March 2008 Report

March 2008 Report

March 2008 Report 150 150 Comfort Aid International

As usual, I pen this trip report after my recent trip to many countries, particularly to Comfort Aid International projects in India and Afghanistan. Alhamd’Allah, I visited Paris, France and Antananarivo, Madagascar to brief our Momeneens there about the dicey and delicate situation with our community in Afghanistan. I have taken it on myself to educate anyone who will listen about the very, very grim situation amongst the Hazaras of Afghanistan, especially amongst the widows and their orphans created by the massacre by the Talibaan and also amongst the refugees who literally waste away in and around Kabul.

As I have earlier stated, many times, being poor and destitute is one thing, being poor and destitute AND being persecuted because of your religion is another. The Hazaras of Afghanistan have been 3rd class citizens of their countries for decades, only because of their religious beliefs. So I will repeat what Aagha Mohsini (the Grand Marja e Taqleed in Afghanistan ) has requested. Please help your brothers in Afghanistan materially and with your duas; if you cannot do that, please help them by propagating their plight to the rest of the world.

We must pay attention to Afghanistan, it must be our priority. Because Iraq in the news, the attention and recourses are focused there; I am not trying to take anything away from the misery and need in Iraq, far from it. However, Afghanistan stands isolated and abandoned. I have also tried to appraise The World Federation, NASIMCO and COEJ about the situation in Afghanistan. I do not mean to sound panicky, but consider this single fact. The 3,000 plus widows that CAI is dealing with in Afghanistan are relatively young, between 32 – 50 years old, many with up to 5 children. These overwhelmingly Sadaat women have absolutely no source of income whatsoever, other than hand outs from surviving relatives and aid agencies such as ours. What would a mother not do for the hunger pains of her children? I will leave you with that thought to ponder.

Alhamd’Allah, CAI has put into place certain programs that will, insha’Allah, bear fruit in the long term. Long term, mind you, short term, we must lend our full support.

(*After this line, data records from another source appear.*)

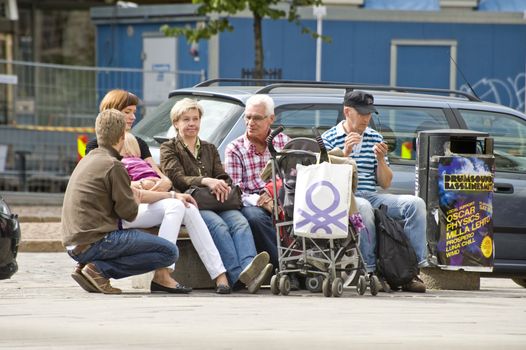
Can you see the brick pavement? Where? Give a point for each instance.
(39, 227)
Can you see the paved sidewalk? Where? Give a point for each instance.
(39, 227)
(43, 308)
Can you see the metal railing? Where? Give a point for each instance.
(50, 106)
(65, 95)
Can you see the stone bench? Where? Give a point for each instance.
(189, 269)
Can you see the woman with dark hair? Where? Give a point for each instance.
(127, 103)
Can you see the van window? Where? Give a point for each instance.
(298, 119)
(509, 137)
(217, 120)
(399, 127)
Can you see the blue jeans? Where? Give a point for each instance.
(233, 238)
(125, 253)
(263, 230)
(410, 209)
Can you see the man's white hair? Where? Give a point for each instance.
(262, 99)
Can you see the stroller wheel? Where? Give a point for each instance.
(284, 285)
(337, 287)
(374, 282)
(361, 286)
(314, 284)
(274, 286)
(326, 287)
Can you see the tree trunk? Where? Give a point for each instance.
(258, 48)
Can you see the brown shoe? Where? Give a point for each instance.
(82, 280)
(416, 286)
(98, 281)
(255, 267)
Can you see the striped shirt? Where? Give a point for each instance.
(362, 154)
(244, 164)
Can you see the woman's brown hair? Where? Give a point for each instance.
(118, 99)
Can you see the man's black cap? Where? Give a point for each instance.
(360, 100)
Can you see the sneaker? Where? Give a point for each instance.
(254, 285)
(255, 267)
(101, 283)
(416, 286)
(82, 280)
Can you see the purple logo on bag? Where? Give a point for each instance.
(322, 218)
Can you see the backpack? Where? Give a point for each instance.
(397, 262)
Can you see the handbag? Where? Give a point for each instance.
(206, 200)
(322, 199)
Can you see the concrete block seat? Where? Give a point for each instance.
(189, 269)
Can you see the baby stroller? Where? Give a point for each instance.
(328, 265)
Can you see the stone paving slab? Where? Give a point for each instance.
(41, 307)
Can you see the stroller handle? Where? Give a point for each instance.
(324, 156)
(271, 137)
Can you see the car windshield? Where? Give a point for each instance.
(218, 118)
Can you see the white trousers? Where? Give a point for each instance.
(170, 214)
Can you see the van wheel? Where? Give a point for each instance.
(520, 281)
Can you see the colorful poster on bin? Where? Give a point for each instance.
(465, 186)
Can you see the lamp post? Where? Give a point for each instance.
(319, 12)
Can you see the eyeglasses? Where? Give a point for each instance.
(255, 118)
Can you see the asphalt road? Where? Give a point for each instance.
(41, 307)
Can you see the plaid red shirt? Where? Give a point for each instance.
(244, 164)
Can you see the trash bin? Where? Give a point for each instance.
(9, 240)
(454, 176)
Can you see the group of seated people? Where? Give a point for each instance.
(117, 189)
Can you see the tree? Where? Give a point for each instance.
(259, 9)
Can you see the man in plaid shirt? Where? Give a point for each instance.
(245, 158)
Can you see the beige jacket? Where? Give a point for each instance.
(97, 197)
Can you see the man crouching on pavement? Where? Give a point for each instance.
(97, 197)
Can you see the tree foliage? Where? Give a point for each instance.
(260, 9)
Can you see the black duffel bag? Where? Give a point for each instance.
(9, 240)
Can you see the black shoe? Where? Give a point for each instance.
(223, 289)
(179, 288)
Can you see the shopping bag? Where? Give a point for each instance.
(322, 199)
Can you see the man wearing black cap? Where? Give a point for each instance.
(366, 146)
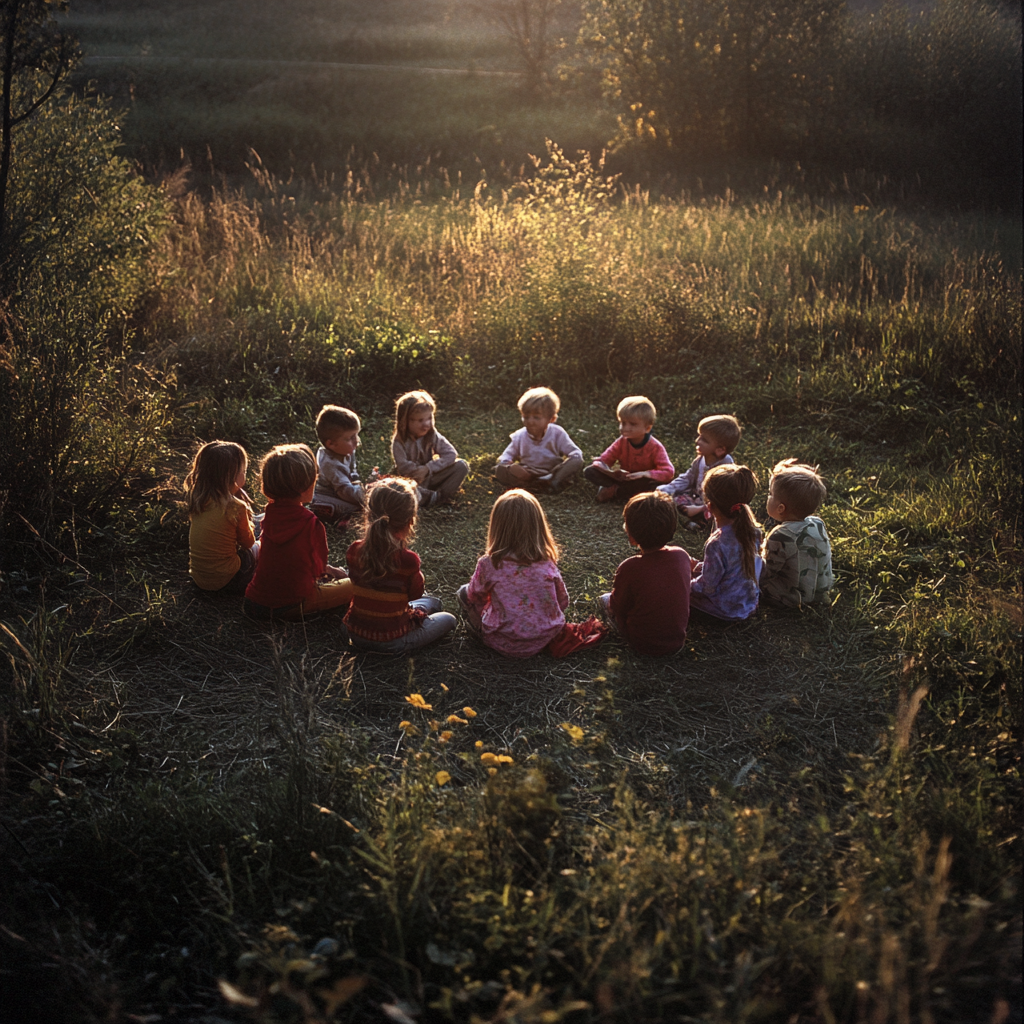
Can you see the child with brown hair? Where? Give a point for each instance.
(717, 438)
(725, 583)
(222, 548)
(541, 455)
(649, 602)
(797, 553)
(339, 494)
(643, 463)
(516, 600)
(293, 579)
(422, 454)
(389, 613)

  1. CAI will, insha’Allah, install 4 carpet weaving machines for the widows to train themselves to weave floor carpets. We have secured the services of business outlets that will purchase these carpets directly, eliminating the middle man. Insha’Allah, over time, this will bring in revenue for the Saadat Colony of over 300 homes that CAI is planning in Herat. These machines cost about $10,000 each and CAI is begging for donors who may want to join hands with us in this service for the pleasure of Allah (SWT).
  2. CAI focus is and must be education, for this is the only long term solution to our poverty problems anywhere. CAI has acquired donated land in a predominantly Hazara area of Kabul known as Land of 12 Imam. CAI will, insha’Allah, construct a school here that will educate about 2,000 girls and boys in equal numbers. Alhamd’Allah, CAI has identified a single donor who will insha’Allah, pay for the construction of the building; but we need funds for running the school.
  3. CAI is also building a new orphanage in Srinagar, Kashmir India. The project is for US $140,000; $40,000 has been donated by the local populace, CAI has raised $70,000 and is short $30,000. Please consider this worthy project this year.

Unfortunately, we could not go to the areas I am told are most needy and pathetic – Bamiyaan and Ghazni. Ghazni because it is too dangerous and all of our ground people strongly advised against and Bamiyaan because of official red tape. Even after agreeing to charter an aircraft for $3,100 return trip, we were asked for government approval. Not having official status of an NGO, we could not pull it off and time ran out.

No more! I give you good news that, alhamd’Allah, Comfort Aid International is now registered and officially recognized as an international NGO by the government of Afghanistan. This was a rather long and tedious, tasking process, but we prevailed. We are now official and more transparent.

I will end here and request that you look through the gallery of photos; it will, insha’Allah, help you see Afghanistan, through a camera lens, we saw. Accompanying me on the Afghanistan leg of my journey were:

Sayyedna Mohammed Mussawi of WABIL, London
Al Hajj Gulam Virjee (Suku Suku) from Dubai, UAE
Al Hajj Aliakber Rattansi of Al Imaan Foundation, Mumbai
Mohammed A Dewji from Vancouver, Canada
Ali Kassamali from Dubai, UAE

Jazaak’Allah, Sayyedna, for your guidance and usual wise counsel. Thank you, the rest, for your company and good humor amongst the misery and destitution that surrounded us. I hope you are making maximum use of memorized Darri terms of endearment for your spouses.